9. We will gather intelligence around the current range of careers information, advice and guidance and employability services to identify whether this service provision meets the particular needs of carers.

10. We will enhance employment support services with the aim of supporting more parents, some of whom will be carers, to enter and progress in sustainable and fair work.

11. We will continue to fund and promote increased uptake of the Carer Positive employer accreditation scheme, working with employers to support flexible, agile and inclusive workplaces that benefit workers with caring responsibilities.

12. We are providing over £750,000 in year 1 of our new multi-year Workplace Equality Fund 2022 to 2024 to overcome workforce inequalities faced by groups such as carers.

13. We will publish a refreshed Fair Work Action Plan, and engage with carers with lived experience of barriers to employment and employers.

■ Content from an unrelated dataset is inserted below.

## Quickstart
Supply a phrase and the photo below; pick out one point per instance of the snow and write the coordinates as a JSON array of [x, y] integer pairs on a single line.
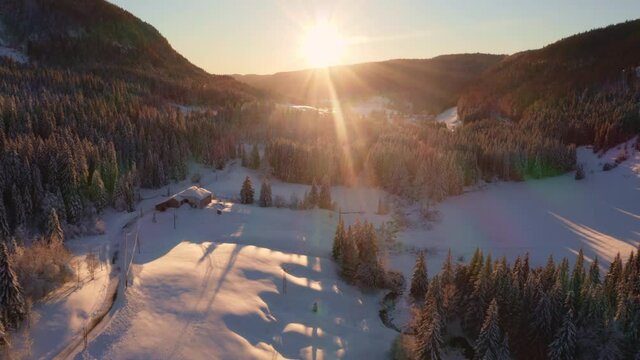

14. We will ensure that the specific barriers faced by carers are taken account of when tackling broader societal issues such as digital exclusion and lack of access to public transport.

15. We will publish the Connected Scotland delivery plan in 2022.

16. We will extend the Connecting Scotland programme to reach up to 300,000 people by the end of this Parliament. The new delivery model will consider the needs of carers into account.

17. We will continue to work with COSLA to progress our shared commitment to end all charges for non-residential social care support. We will work with stakeholders to develop and implement options as soon as practicable and within the lifetime of the Parliament.

Young Carers

1. We will continue to recognise and involve young carers as part of all of the actions highlighted in Chapter 2.

2. We will continue to support the Young Carers Festival where they will have the opportunity to engage with attendees and feed into future policy making.

3. We will continue to engage with young carers in order to improve mental health and wellbeing support.

4. We will work with Young Scot to develop a social media based awareness campaign to target young carers.

5. We will continue to provide health and social care support for young carers as part of the actions highlighted in Chapter 3.

6. We will continue to support work to ensure health and social care staff have the skills, knowledge and confidence to identify, support and involve young carers in line with the Carers Act.

7. We will continue to support work to raise awareness of young carers in schools by funding a full time Education Officer post with Carers Trust Scotland and working closely with NHS Education for Scotland.

8. We will help young carers secure the use of their own rights under additional support for learning legislation via the service My Rights, My Say.

9. We will continue to encourage uptake of the Young Carer Grant by signposting via our partner organisations.

10. We will continue to fund the Young Scot young carer package and have expanded this for 2022-23.